Dibahas Sat-Set Sehari, RUU Pilkada yang Bertentangan dengan Putusan MK Disahkan DPR Besok

Hanya Fraksi PDIP yang tidak setuju untuk mengesahkan RUU Pilkada menjadi UU.

Antara/M Agung Rajasa
Gedung DPR di Kompleks Parlemen, Senayan, Jakarta. (Ilustrasi)
Rep: Bayu Adji P Red: Andri Saubani

REPUBLIKA.CO.ID, JAKARTA -- Badan Legislasi (Baleg) DPR menyepakati Rancangan Undang-Undang (RUU) Perubahan atas Undang-Undang Pilkada, Rabu (21/8/2024). Kesepakatan itu dicapai setelah mayoritas fraksi partai politik menyetujui draf RUU Pilkada dalam pembahasan yang dilakukan di Gedung Nusantara I, Senayan.

Wakil Ketua Baleg DPR Achmad Baidowi atau Awiek telah memberikan ruang kepada seluruh fraksi untuk menyampaikan pendapatnya terhadap RUU Pilkada. Hanya, Fraksi PDIP yang menyatakan tidak setuju untuk mengesahkan RUU Pilkada menjadi undang-undang di rapat paripurna.

"Apakah hasil pembahasan RUU tentang Perubahan Keempat atas Undang-Undang Nomor 1 Tahun 2015 tentang Peraturan Pemerintah Pengganti Undang-Undang Nomor 2014 tentang Pemilihan Gubernur, Bupati, dan Wali Kota menjadi undang-undang dapat diproses sesuai peraturan perundang-undangan?" kata Awiek dalam rapat tersebut.

Peserta rapat kemudian menyetujui agar RUU Pilkada dapat dibawa ke rapat paripurna untuk disahkan menjadi UU. Awiek kemudian mengucapkan syukur lantaran RUU Pilkada dapat disetujui hampir seluruh fraksi partai politik di DPR.

"Alhamdulillah," ujar dia.

Adapun fraksi yang menyetujui RUU Pilkada dibawa ke rapat paripurna untuk dijadikan UU adalah Partai Gerindra, Partai Demokrat, Partai Golkar, PKS, Partai Nasdem, PAN, PKB, dan PPP. Sementara itu, PDIP menjadi satu-satunya partai tak setuju RUU Pilkada dilanjutkan ke rapat paripurna.

Diketahui, terdapat dua pasal dalam RUU Pilkada yang menjadi alasan PDIP tak setuju melanjutkan pembahasan ke tingkat paripurna. Pertama adalah Pasal 40 yang menyatakan partai politik atau gabungan partai politik yang memiliki kursi di DPRD dapat mendaftarkan calon jika telah memenuhi persyaratan paling sedikit 20 persen kursi atau 25 persen suara sah.
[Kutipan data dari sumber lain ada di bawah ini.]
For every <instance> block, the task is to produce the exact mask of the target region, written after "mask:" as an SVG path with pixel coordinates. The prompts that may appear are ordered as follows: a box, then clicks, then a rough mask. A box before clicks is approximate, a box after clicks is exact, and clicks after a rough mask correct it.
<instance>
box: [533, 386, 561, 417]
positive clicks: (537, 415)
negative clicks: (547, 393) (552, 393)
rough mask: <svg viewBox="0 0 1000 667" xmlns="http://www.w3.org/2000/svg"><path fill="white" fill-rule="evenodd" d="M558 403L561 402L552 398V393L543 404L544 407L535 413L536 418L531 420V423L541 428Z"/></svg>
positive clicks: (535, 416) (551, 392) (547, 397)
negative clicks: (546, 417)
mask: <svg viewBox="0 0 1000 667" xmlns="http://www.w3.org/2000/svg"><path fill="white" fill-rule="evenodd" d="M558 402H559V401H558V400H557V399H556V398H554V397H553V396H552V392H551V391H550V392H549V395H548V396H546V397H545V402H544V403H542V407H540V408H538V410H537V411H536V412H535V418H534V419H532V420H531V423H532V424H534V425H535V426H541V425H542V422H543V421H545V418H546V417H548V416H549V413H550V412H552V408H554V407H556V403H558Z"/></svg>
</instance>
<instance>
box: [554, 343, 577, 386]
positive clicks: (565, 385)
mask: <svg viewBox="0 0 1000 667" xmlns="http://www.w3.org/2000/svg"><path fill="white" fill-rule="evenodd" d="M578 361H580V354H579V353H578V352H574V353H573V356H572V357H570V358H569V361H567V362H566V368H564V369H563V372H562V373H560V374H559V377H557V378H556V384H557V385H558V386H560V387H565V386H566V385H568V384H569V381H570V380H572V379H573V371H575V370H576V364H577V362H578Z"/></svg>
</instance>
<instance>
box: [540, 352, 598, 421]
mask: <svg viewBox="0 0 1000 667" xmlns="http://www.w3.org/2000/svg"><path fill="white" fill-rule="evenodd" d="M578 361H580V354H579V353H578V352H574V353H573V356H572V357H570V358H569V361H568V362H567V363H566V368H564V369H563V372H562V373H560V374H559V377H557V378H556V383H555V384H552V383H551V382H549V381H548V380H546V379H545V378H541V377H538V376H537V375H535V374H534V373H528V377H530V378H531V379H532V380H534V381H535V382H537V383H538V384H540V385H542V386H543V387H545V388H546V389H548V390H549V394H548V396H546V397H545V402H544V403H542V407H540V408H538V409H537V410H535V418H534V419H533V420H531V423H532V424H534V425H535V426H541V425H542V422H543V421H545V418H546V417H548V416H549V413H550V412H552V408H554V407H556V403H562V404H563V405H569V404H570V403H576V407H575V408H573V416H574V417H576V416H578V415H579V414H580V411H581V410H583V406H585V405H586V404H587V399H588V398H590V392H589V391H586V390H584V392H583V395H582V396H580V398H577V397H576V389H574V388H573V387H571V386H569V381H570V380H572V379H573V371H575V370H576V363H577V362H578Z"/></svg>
Hanya partai politik atau gabungan partai politik nonparlemen yang dapat mendaftarkan calon dengan persyaratan sesuai Putusan Mahkamah Konstitusi (MK) Nomor 60/PUU-XXII/2024.

Selain itu, PDIP juga tak setuju dengan Pasal 7 poin d terkait batas usia calon kepala daerah yang dihitung pada saat pelantikan kepala daerah terpilih. Padahal, MK telah mengeluarkan Putusan Nomor 70/PUU-XXII/2024 yang menegaskan syarat usia kepala daerah dihitung saat penetapan pasangan calon.

Berdasarkan undangan dari Sekretariat Jenderal DPR, yang ditandatangani oleh Sekretaris Jenderal Arini Wijayanti pada Rabu (21/8/2024), DPR menjadwalkan Rapat Paripurna DPR pada 22 Agustus 2024. Dalam undangan itu, tercantum acara pembicaraan tingkat II/pengambilan keputusan terhadap Rancangan Undang-undang tentang Perubahan Keempat atas Undang-Undang Nomor 1 Tahun 2015 tentang Penetapan Peraturan Pemerintah Pengganti Undang-Undang Nomor 1 Tahun 2014 tentang Pemilihan Gubernur, Bupati, Walikota menjadi Undang-Undang. 

Anggota Fraksi PDI Perjuangan T.B. Hasanuddin mengatakan bahwa Rapat Badan Legislasi DPR RI pembahasan RUU Pilkada yang disebut bertentangan dengan putusan Mahkamah Konstitusi soal syarat ambang batas pencalonan dalam pilkada berlangsung singkat dan langsung ketok palu.

Baca Juga



"Itu hanya 'sat-set sat-set' ketok saja, begitu ya," kata Hasanuddin kepada awak media di Kompleks Parlemen, Jakarta, Rabu.

Adapun, Fraksi Partai Gerindra menilai RUU Pilkada sebagai angin segar demokrasi. Pasalnya, RUU itu akan mengakomodasi partai politik nonparlemen untuk mencalonkan kepada daerah tanpa harus memiliki kursi di DPRD.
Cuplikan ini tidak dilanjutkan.